Since its opening, the trendsetting and visionary displays at Illums Bolighus have been a hallmark for the store, showcasing products and trends in an attractive and inspiring shopping environment. This season is no exception, windows feature a traditional Nordic style using sky blue, pine trees and frosty white.
But, Copenhagen is not just a city full of stylish stores for grown ups. Given its proximity to Lapland, a certain Mr Claus will find Copenhagen an ideal place to pick up some additional stocking fillers should difficulties arise with his supply chain!
Leading toy retailer Hamleys, which already has several concession outlets in the Danish department store chain Magasin, is preparing to open a large store in the city's main shopping area. This impressive, three-floor corner site is opening with a temporary shop fit in the run up to Christmas in the former Natuzzi store. It's a smart move for Hamleys, as next door, Lego will open an amazing new store before the year is out, and only a few doors away is a large branch of popular Danish toy chain BR.
After shopping, young and old alike can enjoy a treat at the famous Tivoli gardens. Here, they have a beautiful Christmas market and fun fair, as well as an entertainment venue. Food vendors provide a warm welcome in the chilly Scandinavian air, lit in twinkling white lights from early afternoon.

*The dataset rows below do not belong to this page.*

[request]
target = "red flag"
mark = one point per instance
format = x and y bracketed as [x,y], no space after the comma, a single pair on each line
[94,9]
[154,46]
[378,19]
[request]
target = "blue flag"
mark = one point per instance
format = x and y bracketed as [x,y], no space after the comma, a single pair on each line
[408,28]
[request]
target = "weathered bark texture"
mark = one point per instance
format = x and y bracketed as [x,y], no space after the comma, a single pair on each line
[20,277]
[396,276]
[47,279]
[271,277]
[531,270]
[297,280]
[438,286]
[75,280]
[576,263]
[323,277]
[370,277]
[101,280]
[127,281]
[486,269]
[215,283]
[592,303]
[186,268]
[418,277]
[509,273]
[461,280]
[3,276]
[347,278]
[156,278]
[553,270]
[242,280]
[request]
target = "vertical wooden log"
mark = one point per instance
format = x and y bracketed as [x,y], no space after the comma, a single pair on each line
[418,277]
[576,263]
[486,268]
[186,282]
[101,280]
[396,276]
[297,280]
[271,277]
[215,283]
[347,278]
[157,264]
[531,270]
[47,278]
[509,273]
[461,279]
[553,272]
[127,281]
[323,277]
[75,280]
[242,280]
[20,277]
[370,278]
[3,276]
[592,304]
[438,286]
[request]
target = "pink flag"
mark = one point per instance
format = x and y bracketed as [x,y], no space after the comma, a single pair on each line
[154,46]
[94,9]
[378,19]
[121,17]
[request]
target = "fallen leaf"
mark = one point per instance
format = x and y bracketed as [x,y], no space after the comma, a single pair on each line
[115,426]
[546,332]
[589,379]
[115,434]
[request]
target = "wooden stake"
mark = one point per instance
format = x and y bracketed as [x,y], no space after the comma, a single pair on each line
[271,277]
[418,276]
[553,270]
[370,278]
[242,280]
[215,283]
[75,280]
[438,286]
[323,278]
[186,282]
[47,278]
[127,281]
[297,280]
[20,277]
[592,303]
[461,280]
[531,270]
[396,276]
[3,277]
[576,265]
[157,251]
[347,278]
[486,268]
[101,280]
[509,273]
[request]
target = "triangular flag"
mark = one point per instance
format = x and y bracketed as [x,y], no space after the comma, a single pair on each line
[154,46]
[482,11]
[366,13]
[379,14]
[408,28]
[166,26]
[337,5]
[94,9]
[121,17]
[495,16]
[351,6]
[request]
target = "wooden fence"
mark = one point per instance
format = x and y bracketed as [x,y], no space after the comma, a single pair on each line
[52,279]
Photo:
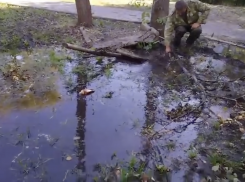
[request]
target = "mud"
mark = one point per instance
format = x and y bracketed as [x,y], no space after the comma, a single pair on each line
[64,140]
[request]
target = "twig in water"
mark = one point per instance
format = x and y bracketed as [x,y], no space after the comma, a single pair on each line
[65,175]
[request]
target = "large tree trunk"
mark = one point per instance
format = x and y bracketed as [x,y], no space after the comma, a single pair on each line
[159,12]
[84,13]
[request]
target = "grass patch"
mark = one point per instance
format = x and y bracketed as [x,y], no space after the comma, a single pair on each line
[25,27]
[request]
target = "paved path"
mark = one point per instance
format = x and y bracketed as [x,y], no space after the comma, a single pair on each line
[219,29]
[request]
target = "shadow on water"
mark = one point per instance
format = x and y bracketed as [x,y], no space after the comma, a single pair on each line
[65,141]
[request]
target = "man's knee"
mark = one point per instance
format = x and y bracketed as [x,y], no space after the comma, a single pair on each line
[180,30]
[196,31]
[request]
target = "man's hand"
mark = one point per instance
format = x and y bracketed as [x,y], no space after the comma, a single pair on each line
[195,25]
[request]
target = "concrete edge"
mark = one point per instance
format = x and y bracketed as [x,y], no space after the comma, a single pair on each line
[233,40]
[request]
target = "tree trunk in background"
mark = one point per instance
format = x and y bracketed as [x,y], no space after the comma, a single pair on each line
[84,13]
[159,11]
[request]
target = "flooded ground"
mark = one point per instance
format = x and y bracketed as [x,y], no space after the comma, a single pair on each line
[145,112]
[144,117]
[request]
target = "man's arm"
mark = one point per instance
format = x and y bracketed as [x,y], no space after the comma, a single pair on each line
[204,9]
[168,31]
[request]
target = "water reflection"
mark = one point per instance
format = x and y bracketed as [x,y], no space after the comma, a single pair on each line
[81,122]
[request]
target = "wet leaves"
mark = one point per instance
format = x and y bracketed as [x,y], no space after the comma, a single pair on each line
[68,158]
[86,92]
[215,168]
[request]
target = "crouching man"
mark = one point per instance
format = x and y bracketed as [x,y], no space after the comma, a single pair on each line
[187,17]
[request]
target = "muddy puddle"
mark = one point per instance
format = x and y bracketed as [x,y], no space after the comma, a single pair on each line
[64,139]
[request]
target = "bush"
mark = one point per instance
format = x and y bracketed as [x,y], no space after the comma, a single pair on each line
[226,2]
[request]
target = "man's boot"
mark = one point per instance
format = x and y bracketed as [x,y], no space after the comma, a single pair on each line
[179,33]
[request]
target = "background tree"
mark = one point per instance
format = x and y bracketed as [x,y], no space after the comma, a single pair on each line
[84,13]
[159,12]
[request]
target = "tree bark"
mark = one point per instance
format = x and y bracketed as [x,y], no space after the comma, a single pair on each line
[84,13]
[159,11]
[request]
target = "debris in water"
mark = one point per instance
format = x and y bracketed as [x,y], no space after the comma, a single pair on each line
[86,92]
[76,138]
[68,158]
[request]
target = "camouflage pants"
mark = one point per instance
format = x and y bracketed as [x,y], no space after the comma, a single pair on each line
[180,32]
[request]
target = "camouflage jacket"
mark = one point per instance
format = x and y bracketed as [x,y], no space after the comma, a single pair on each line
[197,12]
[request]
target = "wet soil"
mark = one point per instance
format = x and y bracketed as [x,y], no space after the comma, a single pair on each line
[65,140]
[148,117]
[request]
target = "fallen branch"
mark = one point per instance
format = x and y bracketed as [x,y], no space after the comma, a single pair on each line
[226,42]
[119,52]
[90,51]
[125,52]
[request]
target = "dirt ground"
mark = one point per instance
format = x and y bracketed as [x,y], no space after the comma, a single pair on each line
[33,63]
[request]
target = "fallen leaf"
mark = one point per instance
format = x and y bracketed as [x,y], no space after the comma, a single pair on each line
[76,138]
[86,92]
[68,158]
[215,168]
[242,130]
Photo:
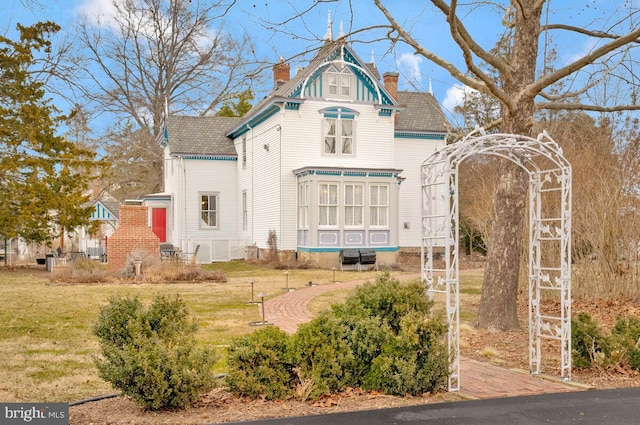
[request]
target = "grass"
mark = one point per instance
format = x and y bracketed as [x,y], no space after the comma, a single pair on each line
[46,341]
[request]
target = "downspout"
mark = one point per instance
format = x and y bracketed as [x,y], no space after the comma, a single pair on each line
[183,186]
[281,181]
[253,241]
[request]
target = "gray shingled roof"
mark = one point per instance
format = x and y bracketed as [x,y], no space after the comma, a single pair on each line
[422,113]
[199,135]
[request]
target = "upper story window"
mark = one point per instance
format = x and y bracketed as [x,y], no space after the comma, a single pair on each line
[339,131]
[209,210]
[244,152]
[303,205]
[339,82]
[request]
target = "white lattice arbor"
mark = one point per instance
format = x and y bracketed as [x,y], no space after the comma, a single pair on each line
[549,274]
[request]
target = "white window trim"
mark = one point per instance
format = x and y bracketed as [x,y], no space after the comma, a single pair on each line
[345,78]
[361,205]
[378,206]
[339,144]
[201,223]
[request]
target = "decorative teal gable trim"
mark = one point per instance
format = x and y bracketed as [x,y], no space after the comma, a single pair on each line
[426,136]
[207,157]
[102,213]
[339,112]
[328,173]
[322,171]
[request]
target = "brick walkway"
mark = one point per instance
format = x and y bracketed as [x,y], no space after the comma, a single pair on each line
[477,379]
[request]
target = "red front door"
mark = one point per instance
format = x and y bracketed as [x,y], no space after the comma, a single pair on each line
[159,223]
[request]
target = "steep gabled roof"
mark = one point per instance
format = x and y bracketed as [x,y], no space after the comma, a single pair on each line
[422,113]
[292,91]
[187,135]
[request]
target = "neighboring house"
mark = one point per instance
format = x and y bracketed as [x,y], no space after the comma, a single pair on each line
[329,160]
[106,210]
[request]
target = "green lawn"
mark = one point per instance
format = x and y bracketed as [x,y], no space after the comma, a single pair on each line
[46,345]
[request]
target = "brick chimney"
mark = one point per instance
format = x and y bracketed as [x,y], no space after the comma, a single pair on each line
[281,72]
[133,233]
[391,83]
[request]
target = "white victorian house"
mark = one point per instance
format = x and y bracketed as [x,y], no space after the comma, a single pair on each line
[329,160]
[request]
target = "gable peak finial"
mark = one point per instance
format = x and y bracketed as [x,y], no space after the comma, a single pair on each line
[329,34]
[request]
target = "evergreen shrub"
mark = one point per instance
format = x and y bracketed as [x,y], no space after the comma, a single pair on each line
[150,353]
[259,365]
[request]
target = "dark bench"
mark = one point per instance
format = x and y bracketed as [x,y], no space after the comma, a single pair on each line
[357,258]
[349,257]
[368,257]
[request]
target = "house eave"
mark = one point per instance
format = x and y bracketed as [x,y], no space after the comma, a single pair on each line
[271,107]
[343,171]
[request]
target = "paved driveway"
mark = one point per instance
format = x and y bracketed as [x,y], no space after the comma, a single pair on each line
[597,407]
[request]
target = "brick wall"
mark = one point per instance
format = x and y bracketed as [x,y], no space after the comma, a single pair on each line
[133,233]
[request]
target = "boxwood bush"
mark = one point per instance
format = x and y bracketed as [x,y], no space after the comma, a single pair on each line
[260,366]
[150,353]
[383,337]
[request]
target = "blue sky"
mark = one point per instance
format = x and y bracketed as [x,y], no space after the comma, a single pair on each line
[255,16]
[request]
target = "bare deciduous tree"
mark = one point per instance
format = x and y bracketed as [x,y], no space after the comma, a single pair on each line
[152,54]
[521,88]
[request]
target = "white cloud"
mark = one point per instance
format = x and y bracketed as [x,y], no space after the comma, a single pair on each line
[587,47]
[409,66]
[97,11]
[455,96]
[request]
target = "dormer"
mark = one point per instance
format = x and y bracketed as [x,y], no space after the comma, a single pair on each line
[339,82]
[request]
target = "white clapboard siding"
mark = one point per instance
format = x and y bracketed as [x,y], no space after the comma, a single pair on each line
[206,176]
[410,153]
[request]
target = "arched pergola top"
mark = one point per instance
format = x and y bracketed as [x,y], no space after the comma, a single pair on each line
[549,231]
[527,152]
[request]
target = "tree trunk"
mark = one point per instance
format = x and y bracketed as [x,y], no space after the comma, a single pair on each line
[498,303]
[498,306]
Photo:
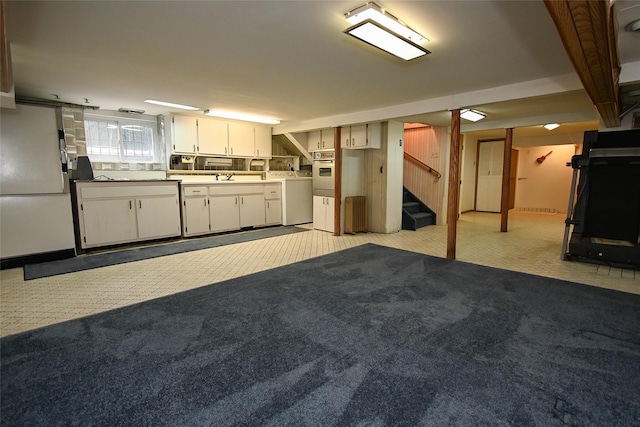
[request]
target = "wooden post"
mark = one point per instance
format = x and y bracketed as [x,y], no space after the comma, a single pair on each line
[6,78]
[506,174]
[454,185]
[337,136]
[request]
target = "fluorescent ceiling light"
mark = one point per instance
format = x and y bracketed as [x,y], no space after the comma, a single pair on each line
[374,34]
[376,13]
[171,104]
[240,116]
[472,115]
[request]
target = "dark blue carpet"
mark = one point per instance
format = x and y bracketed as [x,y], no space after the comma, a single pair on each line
[87,262]
[368,336]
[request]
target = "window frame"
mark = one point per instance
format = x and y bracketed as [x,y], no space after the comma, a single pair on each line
[116,147]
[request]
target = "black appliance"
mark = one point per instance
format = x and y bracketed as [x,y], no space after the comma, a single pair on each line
[606,214]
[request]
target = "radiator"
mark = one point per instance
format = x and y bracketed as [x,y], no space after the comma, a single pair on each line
[355,214]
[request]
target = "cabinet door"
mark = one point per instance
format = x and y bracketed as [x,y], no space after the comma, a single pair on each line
[184,134]
[329,218]
[358,136]
[241,139]
[158,217]
[196,216]
[327,142]
[213,137]
[319,212]
[314,143]
[263,141]
[224,213]
[273,211]
[252,210]
[345,137]
[107,222]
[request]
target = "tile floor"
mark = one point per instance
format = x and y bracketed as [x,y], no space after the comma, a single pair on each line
[532,245]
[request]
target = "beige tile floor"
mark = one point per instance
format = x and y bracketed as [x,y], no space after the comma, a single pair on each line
[532,245]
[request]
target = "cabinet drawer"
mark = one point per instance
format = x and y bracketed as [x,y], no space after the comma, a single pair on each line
[272,191]
[109,191]
[235,189]
[195,191]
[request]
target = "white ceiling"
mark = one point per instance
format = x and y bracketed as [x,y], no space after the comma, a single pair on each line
[291,60]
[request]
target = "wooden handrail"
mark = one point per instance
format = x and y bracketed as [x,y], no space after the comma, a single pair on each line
[422,165]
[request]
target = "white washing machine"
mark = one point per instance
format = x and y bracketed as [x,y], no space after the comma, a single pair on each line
[297,195]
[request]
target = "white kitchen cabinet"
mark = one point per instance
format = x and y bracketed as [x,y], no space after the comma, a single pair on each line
[108,222]
[362,136]
[184,134]
[195,211]
[262,141]
[241,139]
[157,217]
[213,137]
[116,212]
[321,140]
[323,208]
[224,213]
[273,204]
[252,210]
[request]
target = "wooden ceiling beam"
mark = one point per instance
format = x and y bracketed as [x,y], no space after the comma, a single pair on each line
[586,30]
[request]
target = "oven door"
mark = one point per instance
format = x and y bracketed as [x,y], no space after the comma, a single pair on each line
[323,177]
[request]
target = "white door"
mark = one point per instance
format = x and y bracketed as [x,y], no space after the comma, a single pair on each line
[490,158]
[184,130]
[213,137]
[151,225]
[196,216]
[252,210]
[225,213]
[107,222]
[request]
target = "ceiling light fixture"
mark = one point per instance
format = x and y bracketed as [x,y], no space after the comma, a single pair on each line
[472,115]
[377,27]
[171,104]
[241,116]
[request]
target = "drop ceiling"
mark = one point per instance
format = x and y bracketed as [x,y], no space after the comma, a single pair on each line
[291,60]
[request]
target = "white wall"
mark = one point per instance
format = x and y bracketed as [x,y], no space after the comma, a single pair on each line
[544,187]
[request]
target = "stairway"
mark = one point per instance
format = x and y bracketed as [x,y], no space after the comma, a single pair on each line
[415,214]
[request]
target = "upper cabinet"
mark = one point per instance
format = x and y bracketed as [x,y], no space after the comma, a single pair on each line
[362,136]
[262,141]
[241,139]
[216,137]
[321,140]
[184,134]
[213,137]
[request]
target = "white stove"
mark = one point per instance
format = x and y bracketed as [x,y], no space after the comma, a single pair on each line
[297,195]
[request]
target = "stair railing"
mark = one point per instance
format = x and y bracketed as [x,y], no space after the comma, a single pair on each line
[422,165]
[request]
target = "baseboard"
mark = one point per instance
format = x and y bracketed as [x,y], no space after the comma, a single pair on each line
[20,261]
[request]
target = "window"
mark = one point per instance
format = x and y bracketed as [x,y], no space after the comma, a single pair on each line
[121,140]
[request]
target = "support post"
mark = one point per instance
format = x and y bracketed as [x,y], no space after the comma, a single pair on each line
[506,175]
[454,185]
[337,136]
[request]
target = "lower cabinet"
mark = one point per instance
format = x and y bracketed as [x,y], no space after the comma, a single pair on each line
[114,212]
[323,218]
[224,213]
[215,208]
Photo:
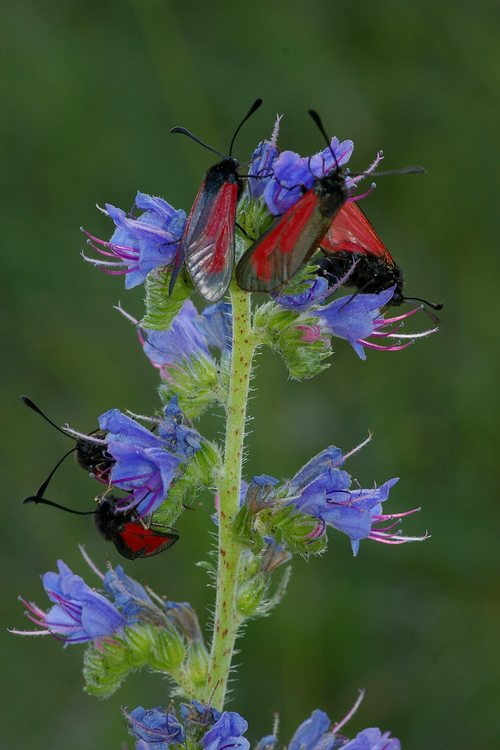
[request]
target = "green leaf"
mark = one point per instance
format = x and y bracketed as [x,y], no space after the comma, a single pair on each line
[161,308]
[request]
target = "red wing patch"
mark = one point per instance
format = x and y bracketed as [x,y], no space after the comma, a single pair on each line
[352,232]
[209,243]
[135,541]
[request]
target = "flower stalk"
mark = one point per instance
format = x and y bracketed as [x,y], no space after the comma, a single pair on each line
[226,619]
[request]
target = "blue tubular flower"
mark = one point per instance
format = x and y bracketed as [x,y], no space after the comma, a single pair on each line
[227,732]
[355,318]
[322,490]
[313,734]
[143,464]
[261,163]
[79,613]
[158,729]
[140,244]
[294,173]
[182,341]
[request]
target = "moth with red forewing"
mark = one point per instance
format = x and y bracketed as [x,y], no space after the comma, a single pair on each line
[207,245]
[130,535]
[295,235]
[354,251]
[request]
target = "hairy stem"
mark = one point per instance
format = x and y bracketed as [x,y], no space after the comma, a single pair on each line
[227,620]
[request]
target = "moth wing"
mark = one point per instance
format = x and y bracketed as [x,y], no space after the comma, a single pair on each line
[352,232]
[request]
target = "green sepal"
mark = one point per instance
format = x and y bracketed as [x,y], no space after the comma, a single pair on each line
[161,308]
[139,641]
[168,651]
[198,472]
[105,668]
[254,218]
[195,383]
[292,529]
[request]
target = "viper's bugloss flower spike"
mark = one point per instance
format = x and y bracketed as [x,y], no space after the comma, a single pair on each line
[324,491]
[227,732]
[357,318]
[293,173]
[157,728]
[139,244]
[79,614]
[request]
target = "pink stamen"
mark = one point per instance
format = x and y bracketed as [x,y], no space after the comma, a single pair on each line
[349,714]
[394,348]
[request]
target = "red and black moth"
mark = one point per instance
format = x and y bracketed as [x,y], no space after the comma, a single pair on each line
[294,236]
[132,537]
[207,244]
[355,252]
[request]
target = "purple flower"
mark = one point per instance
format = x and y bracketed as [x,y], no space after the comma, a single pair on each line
[181,440]
[314,734]
[317,733]
[155,727]
[355,318]
[322,490]
[261,163]
[140,244]
[293,174]
[79,614]
[143,464]
[373,739]
[191,336]
[227,732]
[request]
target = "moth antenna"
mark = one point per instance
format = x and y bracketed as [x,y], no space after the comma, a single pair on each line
[434,305]
[255,106]
[42,501]
[184,131]
[40,491]
[402,170]
[317,120]
[37,409]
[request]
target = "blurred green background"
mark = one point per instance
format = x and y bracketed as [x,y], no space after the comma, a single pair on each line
[88,93]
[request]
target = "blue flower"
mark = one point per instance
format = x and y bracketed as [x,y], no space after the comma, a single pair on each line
[143,464]
[181,440]
[227,732]
[322,490]
[293,174]
[314,734]
[190,337]
[317,733]
[261,163]
[79,614]
[158,729]
[355,318]
[140,244]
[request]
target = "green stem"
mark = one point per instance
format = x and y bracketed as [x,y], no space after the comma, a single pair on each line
[227,620]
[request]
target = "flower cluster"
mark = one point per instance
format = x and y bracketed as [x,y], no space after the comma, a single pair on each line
[139,244]
[204,359]
[156,729]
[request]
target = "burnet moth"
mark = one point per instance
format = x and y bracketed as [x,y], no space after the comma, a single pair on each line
[355,253]
[132,537]
[295,235]
[207,244]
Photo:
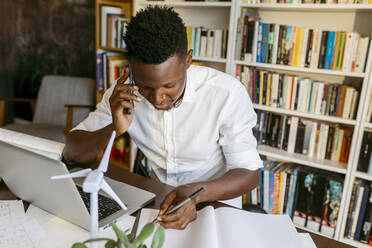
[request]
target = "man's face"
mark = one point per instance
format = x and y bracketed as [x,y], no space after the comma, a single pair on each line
[162,84]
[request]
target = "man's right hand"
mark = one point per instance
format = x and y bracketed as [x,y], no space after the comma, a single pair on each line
[119,103]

Grabbing a quick bite to eat can be a fun experience in Copenhagen. I stopped in one of the branches of coffee house Joe & the Juice and, unlike 'corporate' coffee chains, this outfit is very cool indeed. The servers are young and spirited and loud music pumps out of their iPods at a dizzying volume. The across-the-counter banter is spontaneous and full on! The food is innovative, casual and eaten in what could easily pass as student accommodation. The whole experience is unconventional but uplifting and with several outlets around the city, including the airport, you can be sure to see one.
For a different experience, you can grab a coffee and a freshly iced cupcake in Agnes Cupcakes, a store that sells nothing else! And, for a longer break, there are fantastic bakeries and coffee houses selling luxury breads, sandwiches, pastries and drinks - providing welcome relief from the biting cold outside.
The least positive aspect about shopping in Copenhagen is the prices. This part of the world has always been expensive when compared to the rest of Europe, with the currencies of Norway, Sweden and Finland making the region one of the least affordable to indulge in impulse goodies.
However, when it comes to the airport, the Danish Krone goes much further, especially when you compare it to other European airports with their often mediocre retail offerings. The many quality stores at the capital's travel hub are comparable to the choice on offer in the city, with brands such as Boss, Mont Blanc, Hermes and Illums & Bolighus all having bite-sized stores with travel friendly goodies to pick up on the way to your gate.
Overall, the city is a great example of showing that to compete, you firstly have to define the proposition. Copenhagen stands its ground on quality and high style in the coldest of climates and does so in a charming and authentic way.